I showed up at the Louvre, ticket in hand, to find the pyramid entrance blocked by both the striking union members as well as throngs of disappointed tourists. The closure had not been announced on the museum’s website, so we all just waved to the pyramid from afar.
So … I turned around and made my way toward an exhibition of Giovanni Bellini at the Jacquemart-André museum, which excels at showcasing Italian masters, the specialty of their collection. Bellini was a Venetian artist whose Madonnas are particularly celebrated, and the show assembles some of the most exquisite examples of Bellini’s range in painting the canon.
His Madonna and Child loaned from Berlin (above) seduces with clean, strong primary colors. Venice, the old center of pigment trade, could provide its artists with the best quality reds and blues in the Renaissance art world. In this painting, the vibrant hues attest to Bellini taking full advantage of what Venetian color vendors could offer.
The Madonna loaned from a museum in Verona was painted in the same period (about 1475), but this imagery is entirely different. This Madonna is clad in a dark cinnabar cloak instead of the customary blue. The background is pale, so the viewer’s attention is not drawn as much by the strong colors as by the mastery of the drawing. Here is a detail of the intertwined hands of the mother and the baby:
The Giovanni Bellini exhibition runs at the Jacquemart-André museum between March 3 and July 17, 2023.
The Musée d’Orsay is currently holding two exhibitions: Pastels: From Millet to Redon (March 14–July 20) and Manet / Degas (March 28– July 23), both very interesting and highlighting the depth of the museum’s collection. However, I was happiest to see two new acquisitions that arrived at the museum in 2022. Both of these large canvases were painted by Gustave Caillebotte, an artist I call an “unappreciated Impressionist.” The first canvas, entitled Sunflowers, Garden at Petit Gennevilliers, is a large (3-foot tall) and bold garden picture, where the bottom part is dominated by Caillebotte’s favorite flowers. He painted sunflowers several times but probably never as large and imposing as in this painting. In this canvas, the viewpoint is very low, almost at ground level, so the house becomes a red and cream background to the yellow circles that loom gloriously in the front.
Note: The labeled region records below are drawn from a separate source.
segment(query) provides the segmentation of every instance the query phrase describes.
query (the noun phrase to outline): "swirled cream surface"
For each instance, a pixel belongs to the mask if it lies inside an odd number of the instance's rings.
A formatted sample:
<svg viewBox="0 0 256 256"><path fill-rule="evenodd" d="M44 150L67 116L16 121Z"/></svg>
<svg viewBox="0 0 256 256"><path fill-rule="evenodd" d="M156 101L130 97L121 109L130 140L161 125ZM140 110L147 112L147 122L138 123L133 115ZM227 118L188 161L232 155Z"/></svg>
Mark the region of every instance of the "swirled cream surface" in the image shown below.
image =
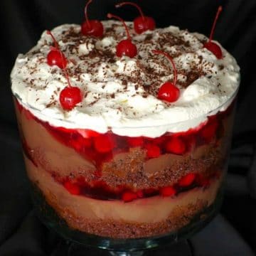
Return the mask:
<svg viewBox="0 0 256 256"><path fill-rule="evenodd" d="M207 116L225 110L233 100L239 67L220 46L220 60L204 48L206 36L174 26L137 35L127 22L138 54L133 58L118 58L116 46L126 39L125 30L118 21L102 23L101 38L82 35L75 24L52 31L68 59L71 85L83 95L71 111L63 110L59 102L60 91L68 86L63 70L47 63L53 46L51 37L45 31L35 47L18 55L11 89L36 117L56 127L156 137L194 128ZM175 102L157 97L165 82L173 82L174 70L168 58L153 54L152 50L165 51L174 58L181 91Z"/></svg>

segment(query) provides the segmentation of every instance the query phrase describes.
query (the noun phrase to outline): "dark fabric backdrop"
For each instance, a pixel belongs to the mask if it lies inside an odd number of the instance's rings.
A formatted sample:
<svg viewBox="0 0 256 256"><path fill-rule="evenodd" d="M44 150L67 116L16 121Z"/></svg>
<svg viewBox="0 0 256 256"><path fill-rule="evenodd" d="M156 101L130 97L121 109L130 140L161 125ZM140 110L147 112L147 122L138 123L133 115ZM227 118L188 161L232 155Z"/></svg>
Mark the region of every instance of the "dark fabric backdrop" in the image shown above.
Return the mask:
<svg viewBox="0 0 256 256"><path fill-rule="evenodd" d="M127 20L137 14L127 6L115 10L118 1L95 0L90 16L103 19L107 12ZM149 252L167 255L251 255L256 252L256 1L137 1L159 26L170 24L208 35L218 6L223 11L215 38L241 67L239 92L227 190L218 216L193 239ZM18 53L25 53L41 32L65 23L80 23L84 0L1 0L0 2L0 255L80 255L75 245L65 242L35 217L29 200L9 73ZM233 225L233 227L231 226ZM99 255L86 249L83 255ZM101 252L100 255L103 255Z"/></svg>

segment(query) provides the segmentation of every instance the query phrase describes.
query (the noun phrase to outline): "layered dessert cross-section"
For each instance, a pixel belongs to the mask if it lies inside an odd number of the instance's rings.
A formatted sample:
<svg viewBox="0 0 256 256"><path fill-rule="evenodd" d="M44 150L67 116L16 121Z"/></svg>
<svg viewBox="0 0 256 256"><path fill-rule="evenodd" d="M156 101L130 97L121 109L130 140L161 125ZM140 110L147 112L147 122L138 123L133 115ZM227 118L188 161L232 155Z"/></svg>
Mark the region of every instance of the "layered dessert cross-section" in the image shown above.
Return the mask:
<svg viewBox="0 0 256 256"><path fill-rule="evenodd" d="M220 46L221 59L203 48L203 35L174 26L137 35L129 22L138 53L118 57L125 30L102 23L102 38L75 24L52 31L65 72L47 63L54 45L46 32L16 60L28 178L70 230L122 239L178 233L207 219L222 190L239 68ZM82 95L68 111L59 100L67 74ZM161 99L161 86L174 80L178 100Z"/></svg>

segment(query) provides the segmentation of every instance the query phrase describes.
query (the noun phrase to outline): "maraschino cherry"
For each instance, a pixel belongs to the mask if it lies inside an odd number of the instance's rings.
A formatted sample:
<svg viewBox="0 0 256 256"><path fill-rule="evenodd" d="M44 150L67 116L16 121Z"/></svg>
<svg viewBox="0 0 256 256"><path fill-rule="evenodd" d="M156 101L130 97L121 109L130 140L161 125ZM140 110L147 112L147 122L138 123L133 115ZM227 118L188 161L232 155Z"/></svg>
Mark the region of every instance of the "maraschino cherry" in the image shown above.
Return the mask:
<svg viewBox="0 0 256 256"><path fill-rule="evenodd" d="M82 101L81 90L72 86L65 68L64 68L65 75L67 78L68 86L65 87L60 94L60 102L61 107L65 110L72 110L77 104Z"/></svg>
<svg viewBox="0 0 256 256"><path fill-rule="evenodd" d="M134 20L134 31L137 33L141 34L142 33L146 31L147 30L154 31L156 28L156 22L151 17L146 16L144 15L142 9L135 3L130 1L124 1L116 4L116 7L122 7L124 5L132 5L135 6L140 13L140 16L137 17Z"/></svg>
<svg viewBox="0 0 256 256"><path fill-rule="evenodd" d="M92 1L89 0L85 8L85 21L81 25L81 32L85 36L102 37L103 36L103 25L97 20L90 20L87 16L88 5Z"/></svg>
<svg viewBox="0 0 256 256"><path fill-rule="evenodd" d="M129 58L134 58L136 56L137 54L137 46L132 42L131 36L129 33L129 29L124 21L120 17L111 14L107 14L107 18L114 18L122 22L127 34L127 39L121 41L117 46L117 56L122 57L125 55Z"/></svg>
<svg viewBox="0 0 256 256"><path fill-rule="evenodd" d="M222 53L220 47L217 43L212 42L212 40L213 40L213 33L215 31L215 28L216 26L216 22L217 22L217 20L220 16L220 14L222 9L223 9L223 8L221 6L219 6L219 8L218 9L216 16L215 16L215 18L213 22L213 28L210 31L209 41L203 45L204 48L206 48L207 50L211 51L218 59L221 59L223 58L223 53Z"/></svg>
<svg viewBox="0 0 256 256"><path fill-rule="evenodd" d="M180 95L180 90L176 87L177 82L177 70L174 62L172 58L166 53L163 52L161 50L153 50L153 53L154 54L162 54L171 61L173 68L174 68L174 82L166 82L164 85L161 86L158 92L158 98L160 100L166 100L169 102L176 102Z"/></svg>
<svg viewBox="0 0 256 256"><path fill-rule="evenodd" d="M60 50L59 45L51 32L47 31L46 33L51 36L55 45L47 55L47 63L50 66L55 65L60 68L63 69L67 65L67 59Z"/></svg>

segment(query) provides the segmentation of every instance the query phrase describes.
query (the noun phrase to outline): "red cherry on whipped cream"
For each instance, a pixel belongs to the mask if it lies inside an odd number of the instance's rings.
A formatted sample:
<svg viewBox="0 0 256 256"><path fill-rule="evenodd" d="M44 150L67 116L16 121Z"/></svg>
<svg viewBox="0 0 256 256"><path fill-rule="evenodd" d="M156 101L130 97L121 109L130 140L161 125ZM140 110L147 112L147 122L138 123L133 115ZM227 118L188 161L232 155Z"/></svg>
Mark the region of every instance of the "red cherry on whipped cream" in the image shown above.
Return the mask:
<svg viewBox="0 0 256 256"><path fill-rule="evenodd" d="M223 53L220 47L217 43L212 42L212 40L213 37L215 28L216 26L216 22L222 9L223 9L222 6L219 6L219 8L218 9L217 14L213 22L213 28L210 31L209 41L203 45L203 47L206 48L207 50L210 50L210 52L212 52L218 59L221 59L223 58Z"/></svg>
<svg viewBox="0 0 256 256"><path fill-rule="evenodd" d="M154 31L156 28L156 22L151 17L146 16L144 15L142 9L135 3L130 1L124 1L115 5L115 7L119 8L124 5L132 5L135 6L139 11L140 16L135 18L134 20L134 31L137 33L141 34L142 33L148 30Z"/></svg>
<svg viewBox="0 0 256 256"><path fill-rule="evenodd" d="M85 21L81 25L81 32L85 36L93 36L100 38L103 36L103 25L97 20L90 20L87 16L87 8L92 0L89 0L85 8Z"/></svg>
<svg viewBox="0 0 256 256"><path fill-rule="evenodd" d="M51 36L55 45L54 47L52 47L52 49L47 55L47 63L50 66L55 65L60 68L63 69L68 64L67 59L60 50L59 45L51 32L47 31L46 33Z"/></svg>
<svg viewBox="0 0 256 256"><path fill-rule="evenodd" d="M166 82L164 85L161 86L158 92L158 98L160 100L166 100L169 102L176 102L180 95L180 90L176 87L177 82L177 70L174 62L172 58L166 53L163 52L161 50L153 50L153 53L154 54L162 54L171 61L173 68L174 68L174 82Z"/></svg>
<svg viewBox="0 0 256 256"><path fill-rule="evenodd" d="M125 55L129 58L135 57L137 54L137 46L132 42L131 36L124 21L120 17L111 14L107 14L107 18L114 18L120 21L123 23L127 34L127 39L121 41L117 46L117 56L122 57Z"/></svg>
<svg viewBox="0 0 256 256"><path fill-rule="evenodd" d="M60 102L65 110L72 110L81 101L81 90L77 87L67 86L60 92Z"/></svg>
<svg viewBox="0 0 256 256"><path fill-rule="evenodd" d="M64 73L68 86L65 87L60 93L60 105L65 110L72 110L77 104L82 101L82 95L80 88L72 86L65 68Z"/></svg>

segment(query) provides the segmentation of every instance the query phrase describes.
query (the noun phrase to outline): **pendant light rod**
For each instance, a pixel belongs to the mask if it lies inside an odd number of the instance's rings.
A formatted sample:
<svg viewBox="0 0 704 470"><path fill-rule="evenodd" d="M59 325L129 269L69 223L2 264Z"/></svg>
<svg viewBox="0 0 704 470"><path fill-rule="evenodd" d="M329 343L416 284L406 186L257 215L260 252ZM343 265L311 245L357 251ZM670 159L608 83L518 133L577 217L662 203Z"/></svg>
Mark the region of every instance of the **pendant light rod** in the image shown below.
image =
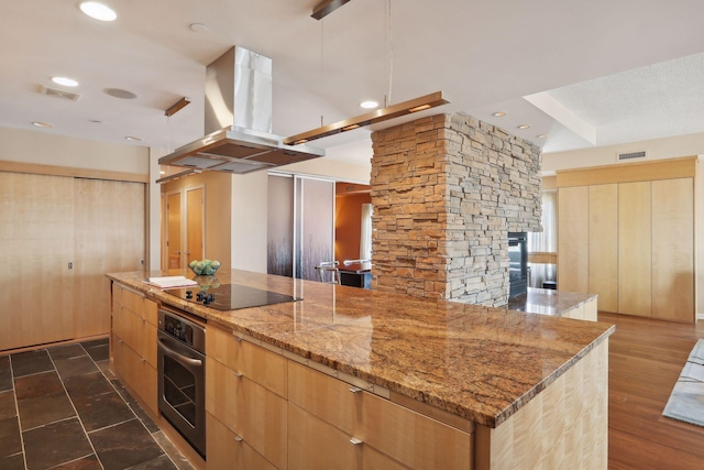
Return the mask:
<svg viewBox="0 0 704 470"><path fill-rule="evenodd" d="M400 118L402 116L413 114L414 112L425 111L426 109L447 105L449 102L450 101L442 97L442 91L436 91L409 101L399 102L398 105L376 109L355 118L349 118L343 121L338 121L300 134L292 135L284 139L284 143L287 145L298 145L340 132L346 132L365 125L375 124L377 122L388 121L389 119Z"/></svg>
<svg viewBox="0 0 704 470"><path fill-rule="evenodd" d="M172 105L166 111L164 111L164 116L170 118L172 116L174 116L175 113L184 109L186 106L188 106L189 102L190 102L190 98L183 97L182 99L176 101L174 105Z"/></svg>
<svg viewBox="0 0 704 470"><path fill-rule="evenodd" d="M312 9L311 17L316 20L322 20L350 0L324 0Z"/></svg>

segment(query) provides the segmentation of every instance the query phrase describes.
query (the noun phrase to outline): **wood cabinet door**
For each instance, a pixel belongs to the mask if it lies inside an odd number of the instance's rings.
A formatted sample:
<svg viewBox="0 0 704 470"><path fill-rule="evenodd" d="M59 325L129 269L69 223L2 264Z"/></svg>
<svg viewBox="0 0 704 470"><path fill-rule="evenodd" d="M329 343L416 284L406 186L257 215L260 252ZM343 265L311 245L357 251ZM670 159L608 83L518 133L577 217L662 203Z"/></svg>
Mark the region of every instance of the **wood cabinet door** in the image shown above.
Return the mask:
<svg viewBox="0 0 704 470"><path fill-rule="evenodd" d="M618 311L618 185L590 186L588 287L598 308Z"/></svg>
<svg viewBox="0 0 704 470"><path fill-rule="evenodd" d="M364 444L307 411L288 406L288 469L361 470Z"/></svg>
<svg viewBox="0 0 704 470"><path fill-rule="evenodd" d="M286 400L210 357L206 383L206 409L277 468L285 468Z"/></svg>
<svg viewBox="0 0 704 470"><path fill-rule="evenodd" d="M73 178L0 172L0 350L70 339Z"/></svg>
<svg viewBox="0 0 704 470"><path fill-rule="evenodd" d="M210 413L206 416L208 435L208 470L257 469L276 470L270 461L252 449Z"/></svg>
<svg viewBox="0 0 704 470"><path fill-rule="evenodd" d="M652 316L694 323L694 181L652 182Z"/></svg>
<svg viewBox="0 0 704 470"><path fill-rule="evenodd" d="M652 315L651 183L618 185L618 311Z"/></svg>
<svg viewBox="0 0 704 470"><path fill-rule="evenodd" d="M75 178L73 338L110 330L109 272L144 266L144 184Z"/></svg>
<svg viewBox="0 0 704 470"><path fill-rule="evenodd" d="M588 187L558 193L558 289L588 289Z"/></svg>

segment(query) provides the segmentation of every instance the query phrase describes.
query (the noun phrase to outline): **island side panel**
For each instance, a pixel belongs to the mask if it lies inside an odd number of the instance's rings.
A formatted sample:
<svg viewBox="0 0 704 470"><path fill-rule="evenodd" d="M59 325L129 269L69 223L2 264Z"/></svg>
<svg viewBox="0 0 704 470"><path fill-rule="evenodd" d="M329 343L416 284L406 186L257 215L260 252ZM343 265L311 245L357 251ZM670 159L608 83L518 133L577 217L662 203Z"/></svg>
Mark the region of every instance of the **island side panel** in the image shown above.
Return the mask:
<svg viewBox="0 0 704 470"><path fill-rule="evenodd" d="M608 339L505 423L477 425L477 470L606 469Z"/></svg>

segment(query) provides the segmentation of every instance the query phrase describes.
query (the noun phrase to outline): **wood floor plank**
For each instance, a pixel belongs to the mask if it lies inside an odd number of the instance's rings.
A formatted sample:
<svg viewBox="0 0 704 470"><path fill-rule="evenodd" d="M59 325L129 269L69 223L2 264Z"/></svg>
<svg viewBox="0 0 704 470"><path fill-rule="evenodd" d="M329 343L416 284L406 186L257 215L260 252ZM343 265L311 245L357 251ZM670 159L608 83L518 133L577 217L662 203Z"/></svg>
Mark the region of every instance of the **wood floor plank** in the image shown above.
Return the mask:
<svg viewBox="0 0 704 470"><path fill-rule="evenodd" d="M662 409L704 325L600 313L609 338L608 468L704 468L704 427Z"/></svg>

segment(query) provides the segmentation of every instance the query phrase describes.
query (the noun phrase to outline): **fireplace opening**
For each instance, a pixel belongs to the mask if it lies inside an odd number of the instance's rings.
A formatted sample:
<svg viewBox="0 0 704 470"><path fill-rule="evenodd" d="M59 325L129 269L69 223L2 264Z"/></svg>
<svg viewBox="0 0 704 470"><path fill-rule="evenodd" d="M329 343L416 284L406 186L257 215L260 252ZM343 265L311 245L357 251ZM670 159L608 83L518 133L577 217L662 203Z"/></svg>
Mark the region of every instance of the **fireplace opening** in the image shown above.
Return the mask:
<svg viewBox="0 0 704 470"><path fill-rule="evenodd" d="M528 289L528 233L508 232L508 298Z"/></svg>

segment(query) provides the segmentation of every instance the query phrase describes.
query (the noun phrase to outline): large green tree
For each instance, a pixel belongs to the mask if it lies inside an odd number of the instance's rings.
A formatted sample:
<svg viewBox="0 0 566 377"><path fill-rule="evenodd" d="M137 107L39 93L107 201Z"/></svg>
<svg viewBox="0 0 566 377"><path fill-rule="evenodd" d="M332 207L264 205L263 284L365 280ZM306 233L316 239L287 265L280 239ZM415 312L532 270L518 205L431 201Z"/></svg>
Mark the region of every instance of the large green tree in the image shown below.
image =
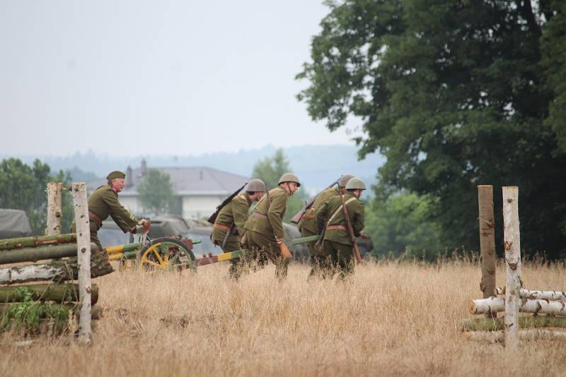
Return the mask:
<svg viewBox="0 0 566 377"><path fill-rule="evenodd" d="M35 160L28 166L19 159L8 158L0 162L0 208L25 211L34 234L45 234L48 182L62 182L69 186L71 177L62 171L51 174L47 164ZM74 219L73 199L64 191L62 194L61 230L69 232Z"/></svg>
<svg viewBox="0 0 566 377"><path fill-rule="evenodd" d="M173 210L176 203L171 177L167 173L150 169L137 186L139 202L149 215L161 215Z"/></svg>
<svg viewBox="0 0 566 377"><path fill-rule="evenodd" d="M361 123L360 157L387 157L378 198L401 189L430 195L445 246L477 249L476 185L496 188L499 245L499 187L517 185L521 247L559 256L564 118L549 114L564 109L564 81L553 82L564 74L563 2L327 4L312 61L297 76L310 82L299 99L330 130Z"/></svg>
<svg viewBox="0 0 566 377"><path fill-rule="evenodd" d="M267 185L269 190L277 187L281 176L291 171L289 160L283 152L283 150L277 149L272 157L260 160L255 163L253 166L252 177L262 179ZM300 179L301 177L299 177ZM283 221L289 222L291 217L301 210L304 205L306 198L305 188L301 186L294 195L289 196L287 199L287 208Z"/></svg>

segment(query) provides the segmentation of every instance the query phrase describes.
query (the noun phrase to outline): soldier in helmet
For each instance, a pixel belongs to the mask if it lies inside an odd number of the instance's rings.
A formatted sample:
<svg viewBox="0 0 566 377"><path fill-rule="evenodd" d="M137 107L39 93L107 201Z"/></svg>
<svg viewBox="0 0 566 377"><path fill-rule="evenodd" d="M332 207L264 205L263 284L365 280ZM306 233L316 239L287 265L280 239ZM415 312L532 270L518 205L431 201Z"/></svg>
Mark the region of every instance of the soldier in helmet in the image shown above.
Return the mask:
<svg viewBox="0 0 566 377"><path fill-rule="evenodd" d="M265 184L261 179L252 179L246 186L246 192L234 196L230 203L224 205L214 222L214 227L210 239L215 245L221 246L222 251L228 253L241 249L240 238L245 232L244 225L248 220L248 211L252 203L259 201L267 191ZM226 234L230 235L224 242ZM241 265L240 259L230 261L231 265L229 273L236 280L240 277Z"/></svg>
<svg viewBox="0 0 566 377"><path fill-rule="evenodd" d="M359 200L365 189L366 185L359 178L351 178L346 184L344 201L356 237L365 237L362 233L365 210ZM354 250L340 196L333 196L323 204L316 213L316 225L319 232L324 230L322 250L330 263L330 273L339 270L340 278L345 279L354 272Z"/></svg>
<svg viewBox="0 0 566 377"><path fill-rule="evenodd" d="M313 205L308 208L308 210L305 211L305 213L301 218L301 221L299 222L299 230L301 231L301 235L304 237L320 234L320 233L318 233L318 229L316 226L316 213L318 210L320 209L323 203L324 203L324 202L325 202L330 198L333 196L338 196L341 193L345 193L346 184L348 182L348 181L350 181L350 179L352 178L353 176L353 175L350 174L342 175L338 180L339 187L329 187L318 194L318 196L313 203ZM316 247L315 244L316 241L309 242L307 244L307 246L308 246L308 253L311 256L310 262L311 266L311 273L308 275L308 278L310 279L314 275L318 275L320 277L324 278L325 270L321 270L320 267L324 263L325 258L321 258L320 248Z"/></svg>
<svg viewBox="0 0 566 377"><path fill-rule="evenodd" d="M125 186L126 174L117 170L112 172L106 176L108 184L98 187L88 196L88 220L91 227L91 241L96 244L98 251L102 252L102 245L98 239L98 229L102 222L110 216L120 228L126 233L136 233L136 225L142 225L146 231L149 230L149 220L138 220L118 201L118 193ZM74 222L71 225L71 232L76 232Z"/></svg>
<svg viewBox="0 0 566 377"><path fill-rule="evenodd" d="M287 276L289 266L289 260L284 259L281 253L280 245L284 235L283 216L287 198L295 193L300 186L299 178L293 173L281 176L277 187L262 198L246 222L246 244L254 251L252 256L261 267L270 260L275 265L275 273L279 279Z"/></svg>

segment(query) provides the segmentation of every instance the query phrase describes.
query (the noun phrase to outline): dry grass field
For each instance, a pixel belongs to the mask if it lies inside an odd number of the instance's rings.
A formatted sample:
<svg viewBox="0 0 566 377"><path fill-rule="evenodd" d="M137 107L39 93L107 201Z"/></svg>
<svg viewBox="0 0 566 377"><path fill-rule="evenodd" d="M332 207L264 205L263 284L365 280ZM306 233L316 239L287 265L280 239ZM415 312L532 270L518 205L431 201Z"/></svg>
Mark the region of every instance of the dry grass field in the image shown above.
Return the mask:
<svg viewBox="0 0 566 377"><path fill-rule="evenodd" d="M70 335L24 347L4 335L2 375L564 376L566 343L467 340L456 323L480 298L476 263L384 262L346 282L287 281L269 266L239 282L228 265L193 274L116 272L97 279L105 309L91 347ZM562 266L523 266L528 289L566 290ZM502 266L497 272L503 282Z"/></svg>

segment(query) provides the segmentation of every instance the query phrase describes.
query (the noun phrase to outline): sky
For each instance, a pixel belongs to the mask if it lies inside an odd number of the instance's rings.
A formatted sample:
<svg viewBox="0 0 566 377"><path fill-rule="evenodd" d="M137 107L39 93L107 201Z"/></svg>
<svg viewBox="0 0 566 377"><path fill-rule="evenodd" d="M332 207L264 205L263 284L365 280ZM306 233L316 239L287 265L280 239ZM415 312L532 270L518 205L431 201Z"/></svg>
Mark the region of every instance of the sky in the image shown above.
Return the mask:
<svg viewBox="0 0 566 377"><path fill-rule="evenodd" d="M352 145L295 97L328 13L320 0L0 1L2 152Z"/></svg>

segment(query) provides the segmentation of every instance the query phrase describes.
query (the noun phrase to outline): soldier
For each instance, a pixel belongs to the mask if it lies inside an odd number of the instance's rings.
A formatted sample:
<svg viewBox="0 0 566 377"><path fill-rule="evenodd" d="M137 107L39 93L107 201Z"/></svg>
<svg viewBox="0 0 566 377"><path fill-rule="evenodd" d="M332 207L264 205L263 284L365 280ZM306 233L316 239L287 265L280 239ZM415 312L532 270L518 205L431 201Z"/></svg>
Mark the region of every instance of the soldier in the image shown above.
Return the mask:
<svg viewBox="0 0 566 377"><path fill-rule="evenodd" d="M316 213L318 208L320 208L324 202L330 198L337 196L340 195L340 193L344 194L346 192L346 184L350 181L350 179L353 176L353 175L350 174L342 175L338 180L338 186L340 188L337 187L329 187L318 194L313 205L305 211L305 213L301 218L301 221L299 222L299 230L301 231L302 237L308 237L320 234L316 227ZM314 241L307 244L308 253L311 257L310 263L311 266L311 273L308 274L309 279L314 275L318 275L322 278L325 278L325 277L323 273L324 270L320 270L320 266L324 263L324 258L320 258L320 248L315 246L316 243L316 242Z"/></svg>
<svg viewBox="0 0 566 377"><path fill-rule="evenodd" d="M106 177L108 184L98 187L88 197L88 220L91 225L91 241L98 246L99 252L103 252L102 245L98 240L98 232L102 227L102 222L110 215L118 227L126 233L136 233L136 225L142 225L145 230L149 230L149 220L139 220L132 216L118 201L118 193L125 186L126 174L115 171ZM71 232L76 232L75 224L71 225Z"/></svg>
<svg viewBox="0 0 566 377"><path fill-rule="evenodd" d="M210 237L212 243L219 246L224 253L241 249L240 237L246 231L244 226L248 220L250 205L261 199L266 191L265 184L261 179L252 179L248 182L246 192L234 196L218 213ZM230 235L224 242L229 231ZM229 273L231 277L237 280L242 267L240 259L231 260L230 262L231 265Z"/></svg>
<svg viewBox="0 0 566 377"><path fill-rule="evenodd" d="M365 189L366 185L359 178L352 178L346 184L344 201L357 237L366 237L362 233L365 213L364 202L359 200ZM340 278L344 280L354 272L354 250L340 196L333 196L323 204L316 213L316 225L319 233L324 229L322 253L330 263L330 276L335 270L339 270Z"/></svg>
<svg viewBox="0 0 566 377"><path fill-rule="evenodd" d="M287 198L299 189L301 182L293 173L285 173L279 179L277 187L267 192L246 222L246 247L251 249L252 256L260 267L267 259L275 265L275 274L279 279L287 277L289 260L281 253L283 242L283 216Z"/></svg>

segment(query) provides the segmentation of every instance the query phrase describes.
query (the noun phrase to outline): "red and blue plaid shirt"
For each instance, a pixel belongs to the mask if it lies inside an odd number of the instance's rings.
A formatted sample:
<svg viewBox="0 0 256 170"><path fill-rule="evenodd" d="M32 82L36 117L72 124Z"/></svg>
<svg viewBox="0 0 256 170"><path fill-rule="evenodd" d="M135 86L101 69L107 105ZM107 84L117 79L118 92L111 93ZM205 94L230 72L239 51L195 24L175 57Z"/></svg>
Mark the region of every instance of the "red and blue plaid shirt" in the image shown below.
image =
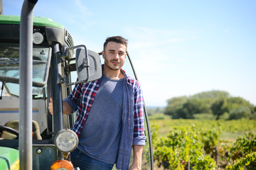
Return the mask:
<svg viewBox="0 0 256 170"><path fill-rule="evenodd" d="M132 144L144 145L146 137L144 128L144 100L141 86L137 81L127 76L124 70L122 72L125 76L127 83L133 89L134 109L132 109L133 113L132 114L134 114L134 131ZM82 131L88 114L90 114L100 84L100 79L86 84L76 84L68 98L64 100L71 106L73 112L78 109L76 121L72 128L72 130L78 136Z"/></svg>

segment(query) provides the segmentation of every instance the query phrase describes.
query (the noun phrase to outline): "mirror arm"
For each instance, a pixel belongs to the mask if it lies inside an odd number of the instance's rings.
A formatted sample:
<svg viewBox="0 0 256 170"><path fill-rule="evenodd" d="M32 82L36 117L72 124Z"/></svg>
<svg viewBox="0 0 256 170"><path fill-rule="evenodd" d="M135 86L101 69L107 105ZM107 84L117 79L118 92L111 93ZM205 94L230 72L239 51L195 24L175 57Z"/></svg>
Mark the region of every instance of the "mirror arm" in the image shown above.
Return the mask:
<svg viewBox="0 0 256 170"><path fill-rule="evenodd" d="M70 86L69 78L68 76L58 78L57 84L64 84L64 86L67 87Z"/></svg>

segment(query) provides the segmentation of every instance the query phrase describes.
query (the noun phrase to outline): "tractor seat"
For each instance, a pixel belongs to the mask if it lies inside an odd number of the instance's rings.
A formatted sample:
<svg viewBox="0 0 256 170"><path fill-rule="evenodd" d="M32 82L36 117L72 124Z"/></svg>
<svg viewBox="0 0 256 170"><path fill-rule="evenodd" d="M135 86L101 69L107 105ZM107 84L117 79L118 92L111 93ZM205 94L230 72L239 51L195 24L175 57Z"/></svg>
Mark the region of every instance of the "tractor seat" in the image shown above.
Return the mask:
<svg viewBox="0 0 256 170"><path fill-rule="evenodd" d="M8 123L6 123L4 126L9 127L11 128L13 128L18 132L18 120L11 120ZM42 137L40 135L40 129L39 129L39 125L38 123L35 121L32 120L32 136L33 140L42 140ZM11 134L6 131L3 131L3 133L1 134L1 137L9 139L9 140L13 140L16 136L14 134Z"/></svg>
The second newly acquired painting is called Boating Party (La Partie de Bateau), which is a compositional tour de force—a painting that has several vanishing points thanks to the narrative device of boating. There are also many triangles in this picture—the boat’s oars and arms that hold them, the prow, the perspective of the river and banks, and even the legs of the boater all draw a triangle. Caillebotte was trained as an architect, and his compositions have structural elements that were carefully planned.
I finally made it to the Louvre a few days later. However, Vermeer’s The Astronomer was not there—it had been sent to Abu Dhabi.